Greenpeace Afrique et le peuple Banen dénoncent à nouveau, dans un communiqué publié le 23 juillet 2020, le projet du gouvernement camerounais visant à couper les arbres dans la forêt d’Ebo, située dans la région du Littoral. Ignorant les précédentes mises en garde de l’ONG et des communautés locales, les hautes instances de l’État viennent d’approuver l’ouverture de 68 385 hectares de forêt vierge à l’exploitation forestière. Un décret fatal pour un point chaud de la biodiversité, capable de capter 35 millions de tonnes de carbone.
Le gouvernement camerounais fonce tête baissée vers le rasage de la forêt d’Ebo. Le Premier ministre Joseph Dion Ngute a signé le 14 juillet 2020 avec l’approbation de la présidence de la République, un décret visant à exploiter 68 385 hectares d’une forêt vierge située dans la région du Littoral au Cameroun. C’est environ la moitié de la taille de la ville de Londres qui sera classée dans le domaine privé de l’État avant d’être transformée en une concession d’une trentaine d’Unités forestières d’Aménagement (UFA), comme voulu le 4 février 2020 par le ministère camerounais des Forêts et de la Faune.
Dans un communiqué datant du 23 juillet 2020, l’ONG environnementale Greenpeace voit en ce décret du Premier ministre, la condamnation à mort d’un point chaud de la biodiversité. « Nous demandons à nouveau au gouvernement camerounais d’annuler les plans d’exploitation industrielle dans la forêt d’Ebo et de la désigner comme zone de conservation communautaire à la place », a déclaré Sylvie Djacbou, chargée de campagne forêt chez Greenpeace Afrique.
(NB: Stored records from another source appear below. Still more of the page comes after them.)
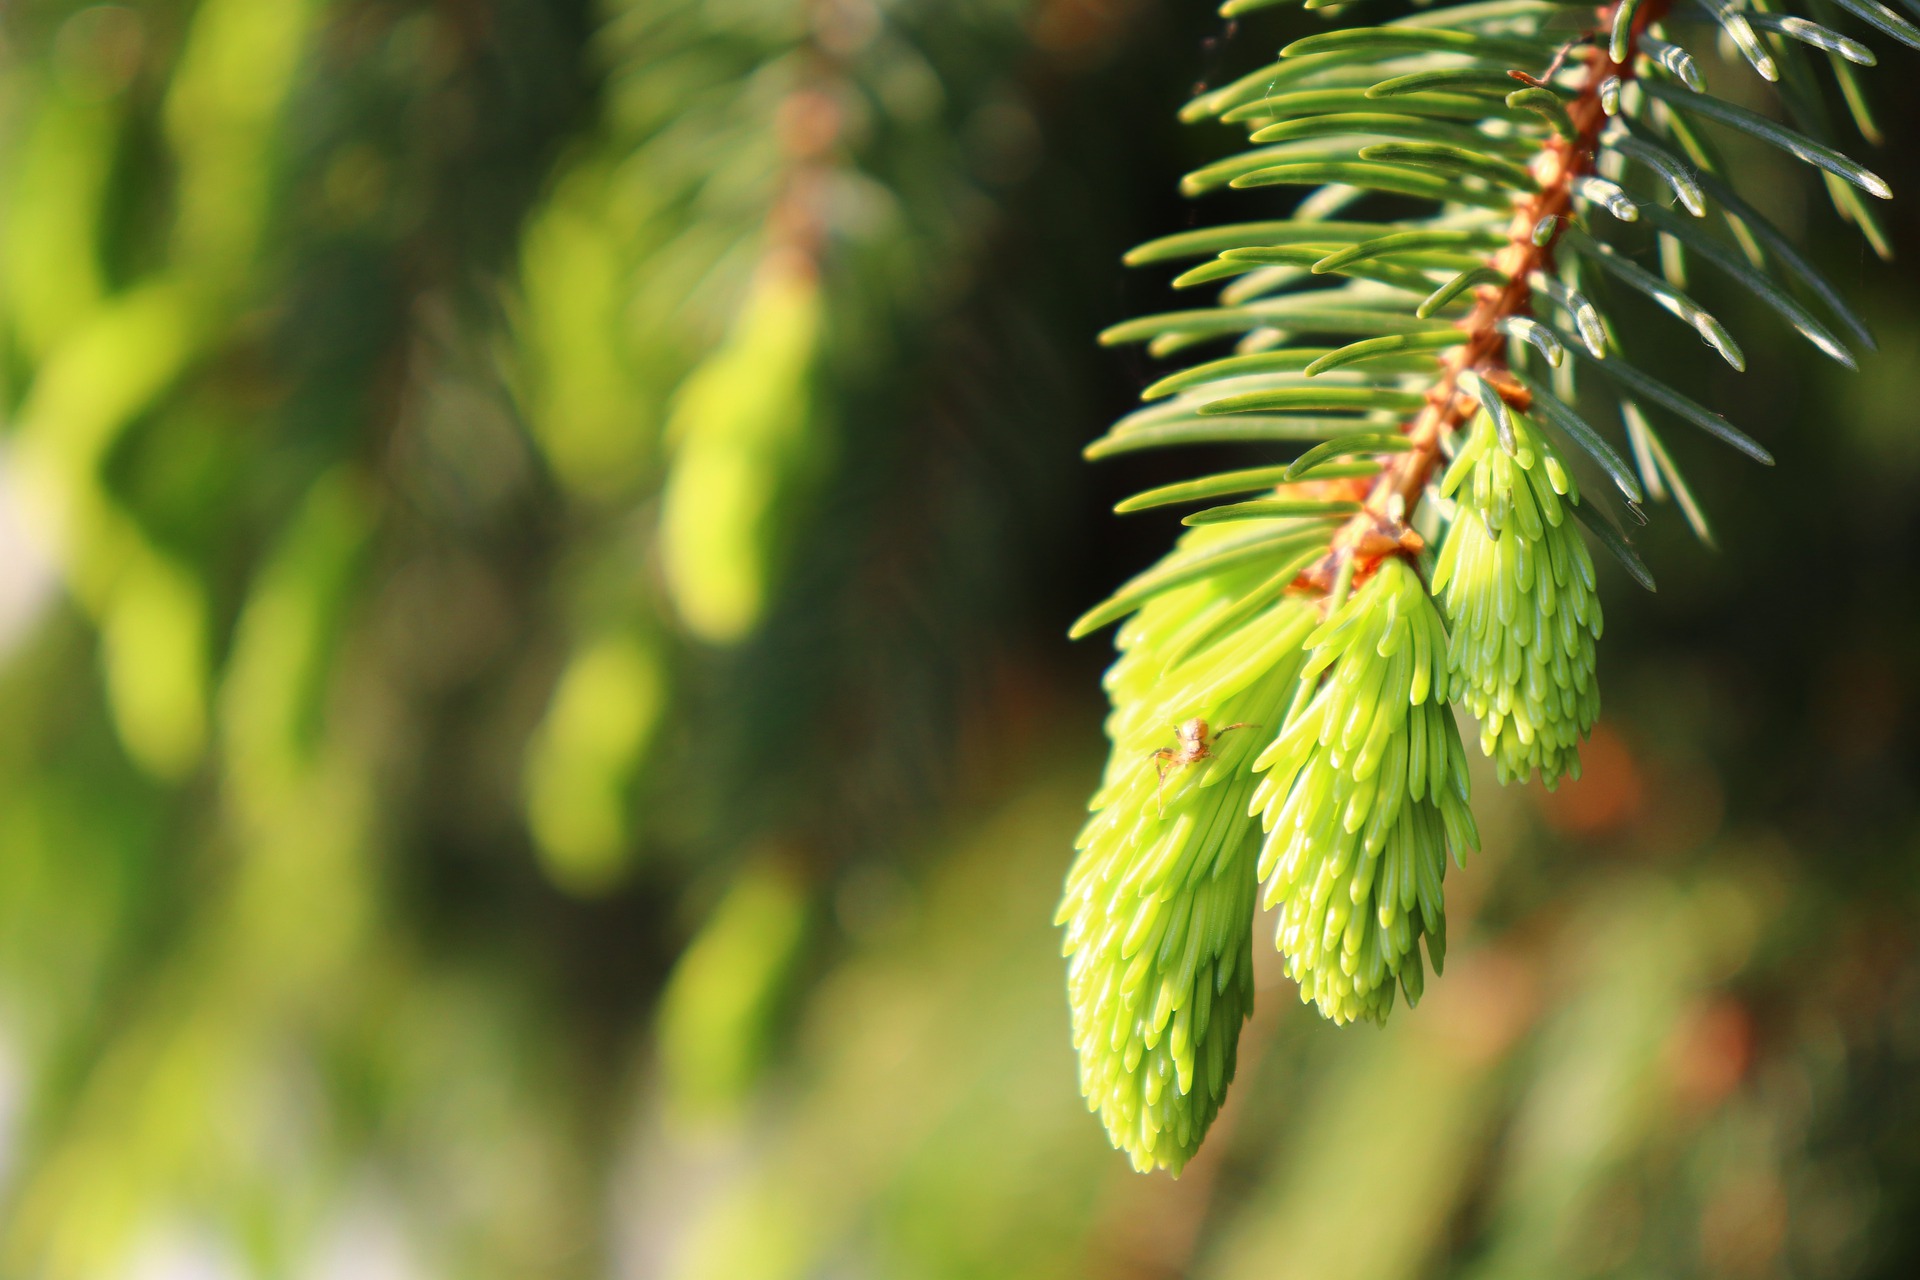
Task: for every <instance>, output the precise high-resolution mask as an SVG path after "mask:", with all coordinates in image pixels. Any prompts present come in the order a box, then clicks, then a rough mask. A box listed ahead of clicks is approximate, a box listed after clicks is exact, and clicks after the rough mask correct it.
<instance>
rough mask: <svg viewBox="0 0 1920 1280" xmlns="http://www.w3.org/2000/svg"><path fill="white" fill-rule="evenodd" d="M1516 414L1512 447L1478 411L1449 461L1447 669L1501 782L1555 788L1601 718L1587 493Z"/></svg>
mask: <svg viewBox="0 0 1920 1280" xmlns="http://www.w3.org/2000/svg"><path fill="white" fill-rule="evenodd" d="M1511 422H1513V438H1515V441H1513V451H1511V453H1509V451H1507V449H1505V447H1501V445H1500V441H1498V439H1496V430H1494V420H1492V418H1488V416H1486V415H1480V416H1478V418H1476V420H1475V426H1473V434H1471V438H1469V441H1467V445H1465V447H1463V449H1461V451H1459V457H1455V459H1453V464H1452V466H1450V468H1448V474H1446V482H1444V484H1442V493H1457V501H1459V514H1455V516H1453V524H1452V526H1450V530H1448V539H1446V545H1444V547H1442V551H1440V562H1438V564H1436V566H1434V591H1438V593H1444V599H1446V614H1448V622H1450V624H1452V628H1453V635H1452V643H1450V647H1448V668H1450V672H1452V679H1453V685H1455V689H1457V697H1459V699H1461V702H1465V704H1467V708H1469V710H1471V712H1473V714H1475V718H1476V720H1478V722H1480V750H1484V752H1486V754H1488V756H1492V758H1494V768H1496V770H1498V771H1500V781H1503V783H1507V781H1515V779H1521V781H1524V779H1526V775H1528V773H1532V771H1534V770H1538V771H1540V781H1544V783H1546V785H1548V787H1553V785H1555V783H1559V779H1561V777H1567V775H1571V777H1578V775H1580V739H1584V737H1586V735H1588V733H1590V731H1592V727H1594V722H1596V720H1597V718H1599V683H1597V679H1596V677H1594V645H1596V643H1597V641H1599V631H1601V614H1599V597H1597V595H1596V593H1594V587H1596V578H1594V560H1592V557H1588V553H1586V543H1582V541H1580V535H1578V533H1574V530H1572V522H1571V520H1569V512H1571V509H1572V507H1574V505H1576V503H1578V501H1580V493H1578V489H1576V487H1574V482H1572V476H1571V474H1569V472H1567V466H1565V464H1563V462H1561V459H1559V453H1555V449H1553V445H1551V443H1549V441H1548V439H1546V436H1542V434H1540V432H1538V430H1536V428H1534V426H1532V424H1530V422H1528V420H1526V416H1524V415H1511Z"/></svg>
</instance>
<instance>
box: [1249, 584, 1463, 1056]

Pour les 40 communautés riveraines de la forêt d’Ebo, l’acte du gouvernement constitue un accaparement des terres appartenant aux autochtones. « La grande majorité des Banen disent non à cette grave injustice. La forêt d’Ebo représente avant tout l’identité du peuple Banen et leur collectif utilisera tous les moyens légaux pour l’annulation de cette décision du gouvernement », a déclaré l’un des chefs Banen, Victor Yetina de l’association Munen retour aux sources, créée spécialement pour la protection du patrimoine foncier des Banen.
Le gouvernement fait la sourde oreille ?
Il s’agit ici de la nième alerte lancée par Greenpeace Afrique et les populations locales. Les deux parties s’étaient déjà alliées le 2 avril 2020 pour exiger l’annulation immédiate des plans du gouvernement visant à transformer la forêt d’Ebo (étendue sur une superficie totale de 150 000 hectares) en deux concessions forestières. Des demandes qui viennent d’être ignorées par le récent décret du Premier ministre camerounais. Il en est de même des appels des ONG internationales en vue du respect de la décision prise en 2006 par l’État portant classement de la forêt d’Ebo en parc national. L’acte du Premier ministre a également fait fi des engagements internationaux du Cameroun ainsi qu’il passe outre la loi promulguée le 20 juillet 2020, autorisant le président de la République Paul Biya à ratifier l’accord sur la conservation des gorilles et de leurs habitats, adoptés le 26 octobre 2007 à Paris en France.
Ebo est une zone de forte concentration de biodiversité. Elle abrite une population isolée de gorilles de l’Ouest et d’importantes populations de chimpanzés du Nigéria — Cameroun, des éléphants de forêt, des perroquets gris. On y retrouve de nombreuses autres espèces inscrites sur la liste rouge de l’Union internationale pour la conservation de la nature (UICN) et même, 12 essences d’arbres inconnues à la science. Cette forêt dispose d’une capacité de capture de 35 millions de tonnes de carbone.